36th Annual Hawaii International Conference on System Sciences, 2003. Proceedings of the (2003)
Big Island, Hawaii
Jan. 6, 2003 to Jan. 9, 2003
Ming-Yen Lin , National Chiao Tung University
Suh-Yin Lee , National Chiao Tung University
The discovery of sequential patterns, which extends beyond frequent item-set finding of association rule mining, has become a challenging task due to its complexity. Essentially, a user would specify a minimum support threshold with respect to the database to find out the desired patterns. The mining process is usually iterative since the user must try various thresholds to obtain the satisfactory result. Therefore, the time-consuming process has to be repeated several times. However, current approaches are inadequate for such process due to the long execution time required for each trial.

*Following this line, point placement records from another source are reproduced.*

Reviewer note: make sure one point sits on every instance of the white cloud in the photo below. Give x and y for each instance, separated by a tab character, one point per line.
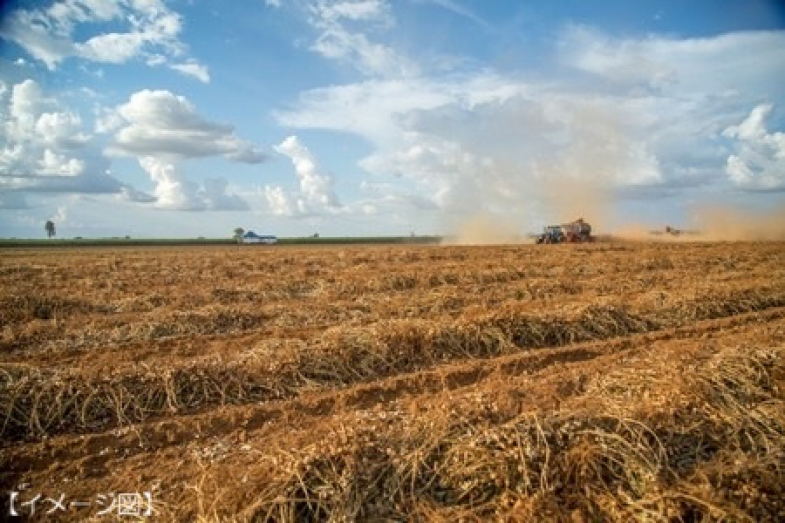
353	45
624	117
44	147
150	31
316	192
759	160
163	125
174	192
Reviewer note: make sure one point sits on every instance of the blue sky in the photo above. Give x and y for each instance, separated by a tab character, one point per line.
370	117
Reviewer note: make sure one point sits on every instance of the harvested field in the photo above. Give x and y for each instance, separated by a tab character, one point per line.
599	382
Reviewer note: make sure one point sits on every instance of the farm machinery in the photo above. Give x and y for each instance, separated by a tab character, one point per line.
578	231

In order to minimize the total execution time and the response time for each trial, we propose a knowledge base assisted algorithm for interactive sequence discovery, called KISP. KISP constructs a knowledge base accumulating the pattern information in individual mining, eliminates considerable amount of potential patterns to facilitate efficient support counting, and speeds up the whole process. In addition, we further optimize the algorithm by direct generations of the reduced candidate sets and concurrent counting of variable sized candidates. For some queries, KISP may eliminate database access completely. The conducted experiments show that KISP outperforms GSP, a state-of-the-art sequence mining algorithm, by several orders of magnitudes for interactive sequence discovery.
M. Lin and S. Lee, "Improving the Efficiency of Interactive Sequential Pattern Mining by Incremental Pattern Discovery," 36th Annual Hawaii International Conference on System Sciences, 2003. Proceedings of the(HICSS), Big Island, Hawaii, 2003, pp. 68b.